From very high level, my design is similar to what Noble mentioned here. It is like this:
1) First we have an active master, some standby masters and search slaves. The active master handles crawling data and update index; standby masters are redundant to active master. If active master goes away, one of the standby will become active. Standby masters replicate index from active master to act as backup; search slaves only replicate index from active master.
2) On active master, there is a index snapshots manager. Whenever there's an update, it takes a snapshot. On window, it uses copy (I should try fsutil) and on linux it uses hard link..The snapshot manager also clean up old snapshots. From time to time, I still got index corruption when commit update. When that happen, shapshot manager allows us to rollback to previous good snapshot.

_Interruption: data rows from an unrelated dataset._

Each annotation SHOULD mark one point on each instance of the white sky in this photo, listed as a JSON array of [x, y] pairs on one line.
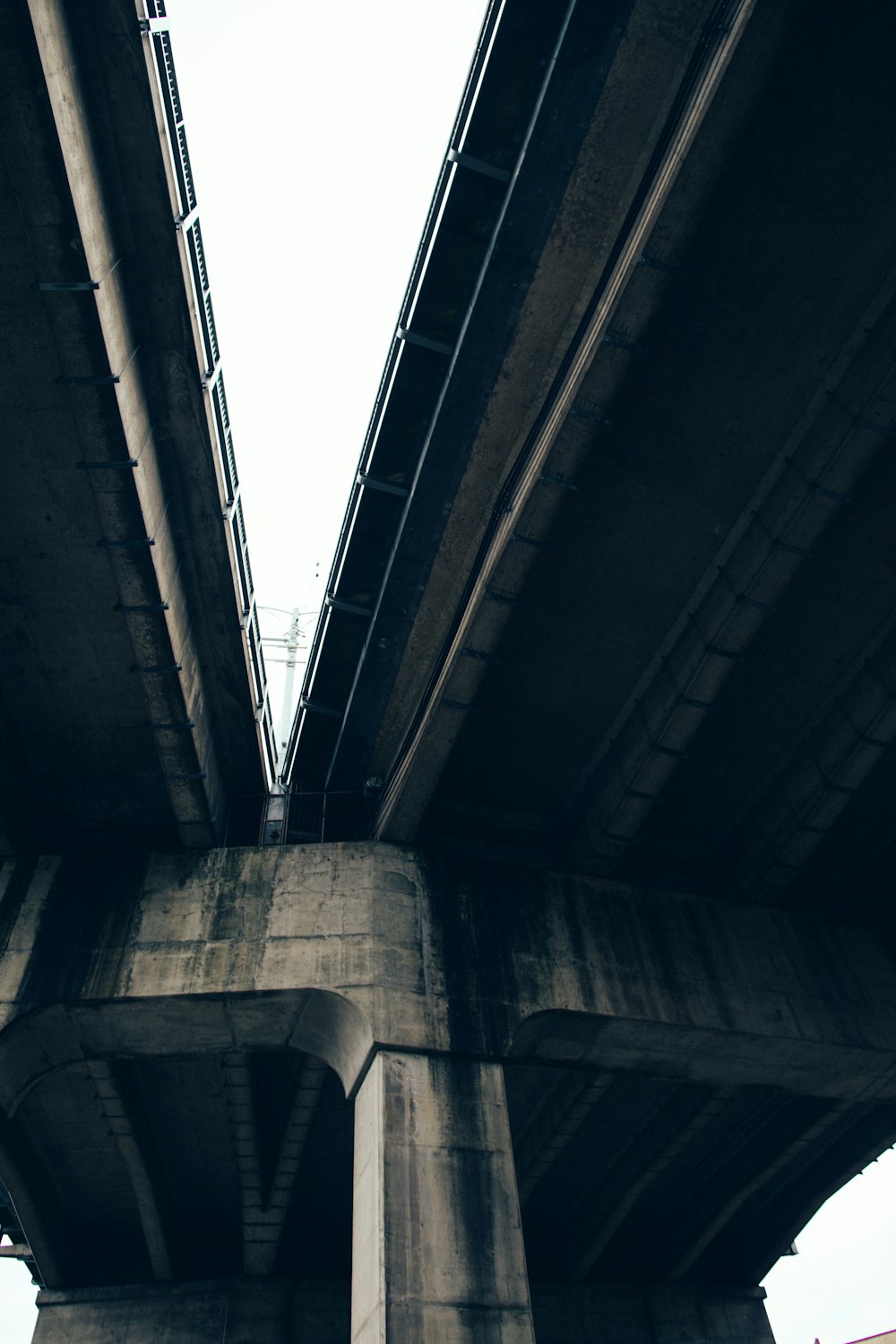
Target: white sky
[[316, 134]]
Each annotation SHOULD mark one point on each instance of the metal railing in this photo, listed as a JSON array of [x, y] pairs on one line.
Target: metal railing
[[153, 26]]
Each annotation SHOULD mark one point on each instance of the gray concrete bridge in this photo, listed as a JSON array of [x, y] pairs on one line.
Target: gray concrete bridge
[[582, 996]]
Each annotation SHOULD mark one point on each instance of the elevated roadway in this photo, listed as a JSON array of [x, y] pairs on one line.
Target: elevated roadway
[[134, 703], [586, 1000]]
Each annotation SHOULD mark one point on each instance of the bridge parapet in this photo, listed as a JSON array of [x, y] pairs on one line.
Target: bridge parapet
[[128, 589]]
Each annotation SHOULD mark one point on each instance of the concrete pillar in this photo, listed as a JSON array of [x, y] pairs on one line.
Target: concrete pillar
[[438, 1245]]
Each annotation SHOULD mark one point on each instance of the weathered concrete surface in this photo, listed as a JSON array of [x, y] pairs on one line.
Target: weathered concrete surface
[[438, 1244], [673, 1082], [226, 1312], [339, 949], [651, 1316]]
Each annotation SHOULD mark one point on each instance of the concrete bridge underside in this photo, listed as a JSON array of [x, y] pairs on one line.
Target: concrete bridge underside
[[633, 1093], [591, 1003]]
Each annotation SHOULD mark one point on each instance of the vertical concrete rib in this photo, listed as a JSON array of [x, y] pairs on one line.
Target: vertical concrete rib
[[265, 1211], [116, 1116], [438, 1242]]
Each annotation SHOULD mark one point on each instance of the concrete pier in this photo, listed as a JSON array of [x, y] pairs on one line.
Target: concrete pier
[[458, 1102]]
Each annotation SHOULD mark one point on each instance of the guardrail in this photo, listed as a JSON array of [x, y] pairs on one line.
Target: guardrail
[[153, 24]]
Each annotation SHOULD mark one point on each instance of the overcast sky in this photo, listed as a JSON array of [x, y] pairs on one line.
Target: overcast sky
[[316, 134]]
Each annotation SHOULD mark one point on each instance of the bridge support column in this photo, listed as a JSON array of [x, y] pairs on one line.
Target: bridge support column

3) On active master, there is a replication server component which listens at a specific port (The reason I did not use http port is I do not use solr as it is. I embed solr in our application server, so go through http would be not very efficient for us). Each standby and slave has replication client component. The following is the protocol between the replication client and server:
a) client ping the a directory server for the location of active master
b) connect to the active master at the specific port
c) handshake: right now just check for version and authentication. in the future, it will negotiate security, compression, etc.

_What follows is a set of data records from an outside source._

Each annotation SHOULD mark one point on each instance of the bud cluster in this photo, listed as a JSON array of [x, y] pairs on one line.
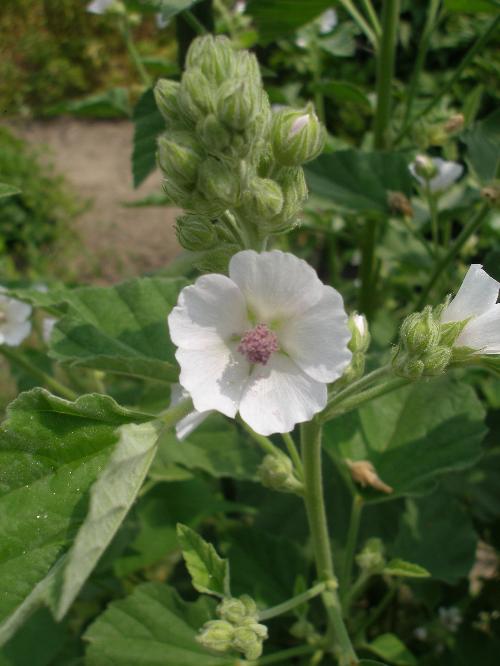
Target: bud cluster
[[238, 628], [224, 150]]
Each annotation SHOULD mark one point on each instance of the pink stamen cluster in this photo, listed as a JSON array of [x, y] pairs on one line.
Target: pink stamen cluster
[[258, 344]]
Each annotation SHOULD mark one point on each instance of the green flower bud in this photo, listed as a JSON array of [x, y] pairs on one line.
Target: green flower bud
[[216, 635], [195, 233], [217, 180], [238, 103], [195, 95], [214, 56], [371, 558], [179, 156], [297, 136], [166, 93], [420, 332], [276, 472], [213, 135]]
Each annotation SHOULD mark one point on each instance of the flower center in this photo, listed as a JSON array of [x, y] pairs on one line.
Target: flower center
[[258, 344]]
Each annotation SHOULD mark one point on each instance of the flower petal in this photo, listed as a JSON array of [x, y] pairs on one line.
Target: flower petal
[[209, 311], [279, 395], [478, 293], [276, 285], [214, 377], [482, 333], [317, 339]]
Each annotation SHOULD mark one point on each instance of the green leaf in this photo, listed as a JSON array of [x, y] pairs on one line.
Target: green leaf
[[209, 572], [436, 532], [483, 146], [411, 436], [215, 447], [359, 182], [120, 329], [148, 125], [276, 18], [404, 569], [390, 648], [8, 190], [153, 627], [51, 452], [111, 497]]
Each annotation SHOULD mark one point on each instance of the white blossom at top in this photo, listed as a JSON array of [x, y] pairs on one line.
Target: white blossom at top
[[447, 173], [476, 301], [186, 425], [264, 341], [14, 320]]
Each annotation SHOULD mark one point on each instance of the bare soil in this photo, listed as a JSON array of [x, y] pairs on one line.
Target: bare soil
[[114, 242]]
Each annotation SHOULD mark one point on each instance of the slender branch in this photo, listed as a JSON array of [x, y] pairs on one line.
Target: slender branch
[[454, 249], [292, 603], [316, 514], [17, 357]]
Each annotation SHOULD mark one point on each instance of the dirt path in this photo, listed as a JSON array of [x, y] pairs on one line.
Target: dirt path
[[94, 156]]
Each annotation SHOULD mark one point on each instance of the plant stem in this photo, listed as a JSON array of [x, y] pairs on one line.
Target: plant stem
[[466, 60], [454, 249], [294, 454], [316, 514], [352, 540], [292, 603], [19, 359]]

d) client sends SNAPSHOT_OPEN command followed by index name. The master could manage multiple indexes. Server sends index_not_found if index does not exist or ok followed by snapshot name of the latest snapshot;
e) if the index is found, client compares the timestamp with that of local snapshot. The timestamp of snapshot is derived from snapshot name because part of snapshot name is encoded timestamps. If local is newer, tell the server to close the snapshot; otherwise, ask server for a list of files in the snapshot. If ok, server sends ok op, followed by a file list including filename, timestamp, etc.
f) client creates a tmp directory and hard link everything from its local index directory, then for each file in the file list, if it does not exit locally, get new file from server; if it is newer than local one, ask server for update like rsync; if local files do not exist in file list, delete them. in the case of compound file is used for index, the file update will update only diff blocks.
g) if everything goes well, tell server to close the snapshot, rename the tmp directory to a proper place, create solr-core using this new index, warmup any cache if necessary, route new request to this solr-core, close old solr-core, remove old index directory.
Right now a client replicates index from active master every 3 mins. for a slow change datasource. It works fine because create new solr-core and warmup cache take less than 3 mins. We plan to use it for a fast changing datasource, so create new solr-core and dump all the cache is not feasible. Any suggestion?